My answer (the real answer): With 95% confidence, the failure rate is < 39%.
Gen AI / Stats 101 “answer”: the failure rate is \(10\% \pm 19\%\) with 95% confidence.
My value-added improvement: 10 percentage points (39% vs 29%).
If my cubicle in my old job was a statistical shop, a not infrequent situation went something like this:
An engineer would walk in and say something like: “Our lab tested ten units and one failed. What can I conclude about the failure rate?”
After the usual pleasantries, I’d ask about the tests to see if they were independent and identical (they usually were) and how confident s/he’d like to be in the answer (90%? 99%?).
I’d run some binomial computations and give an answer like: “You can be 90% confident that the failure rate is less than 34%, and 95% confident that it’s less than 39%”. (For good measure, I’d throw in a reminder about the assumptions, and maybe a note about multiple confidence assertions.)
So how did I improve the estimate of how big the failure rate could be by 10 percentage points?
If instead of walking into my cubicle, the engineer had consulted AI or a Stats 101 website, they might well have gotten an answer that was some combination of “the failure rate is \(10\% \pm 19\%\)” or “you can’t conclude anything because \(np < 5\)”, based on the normal approximation.
(When asked, Perplexity both gave the formula for the normally-approximated confidence interval and said “the sample size is too small for statistical significance”.)
So, my binomial computations prevented the engineer from getting a false sense of security about how bad the failure rate could be. And the difference between the two is \(39\% - 29\% = 10\) percentage points.
Given a confidence level \(L\) (e.g., \(0.95\)) and \(X \sim \text{Bin}(n, p)\), where \(p\) denotes the unknown failure rate, we want the smallest \(b \in [0, 1]\) for which \(p \leq b\) with \(L \times 100\%\) confidence.
Why? Because the hypothesis test \(\{H_0: p \geq b, H_a: p < b\}\) rejects \(H_0\) when $$P(X \leq k \mid X \sim \text{Bin}(n, b)) < 1 - L.$$
Consider the function \(f: [0,1] \to [0,1]\) defined by $$f(x) := P(X \leq k \mid X \sim \text{Bin}(n, x))\.$$ This function is non-increasing, with \(f(0) = 1\) and \(f(1) = \begin{cases} 0, & k < n \\ 1, & k = n \end{cases}\)
The rejection region for the hypothesis test is \((b, 1]\) where \(f(b) = 1 - L\).
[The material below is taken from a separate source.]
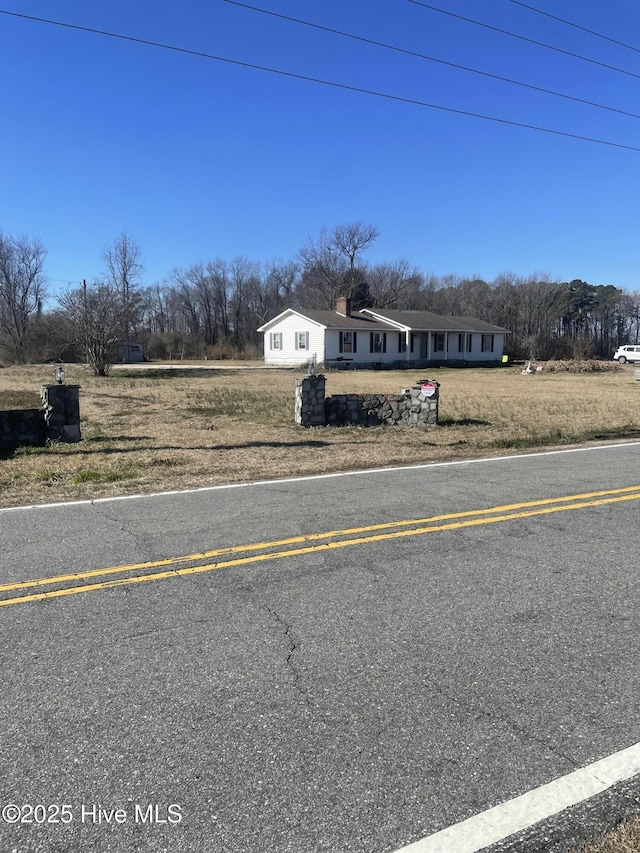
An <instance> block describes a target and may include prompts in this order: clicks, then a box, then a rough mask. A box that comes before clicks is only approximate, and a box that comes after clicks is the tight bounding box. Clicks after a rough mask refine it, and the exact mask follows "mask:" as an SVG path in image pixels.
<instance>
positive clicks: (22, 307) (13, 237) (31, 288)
mask: <svg viewBox="0 0 640 853" xmlns="http://www.w3.org/2000/svg"><path fill="white" fill-rule="evenodd" d="M46 256H47V251H46V249H45V248H44V246H43V244H42V243H41V242H40V241H39V240H31V239H29V238H27V237H12V236H11V235H10V234H3V233H2V231H0V333H1V334H2V336H3V337H5V338H6V341H7V343H8V345H9V347H10V348H11V350H12V353H13V356H14V358H15V359H16V361H18V362H23V361H25V360H26V341H27V335H28V332H29V325H30V323H31V321H32V318H33V317H34V315H36V316H37V315H38V314H39V313H40V312H41V311H42V302H43V300H44V298H45V296H46V279H45V276H44V272H43V267H44V261H45V258H46Z"/></svg>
Here’s an illustration with \(k=1\) and \(L=0.95\):
 w upper 95 conf bd.png)
If \(k = n\), then \(b = 1\). If \(k < n\), \(b\) is the solution to $$P(X \leq k \mid X \sim \text{Bin}(n, b)) = 1 - L$$ for all intents and purposes. (I say "for all intents and purposes" because there is no smallest \(b\). The solution to \(P(X \leq k \mid X \sim \text{Bin}(n, b)) = 1 - L\) has the p-value \(1 - L\), so isn't really in the rejection region. But \(b + \epsilon\) is for all \(\epsilon > 0\).)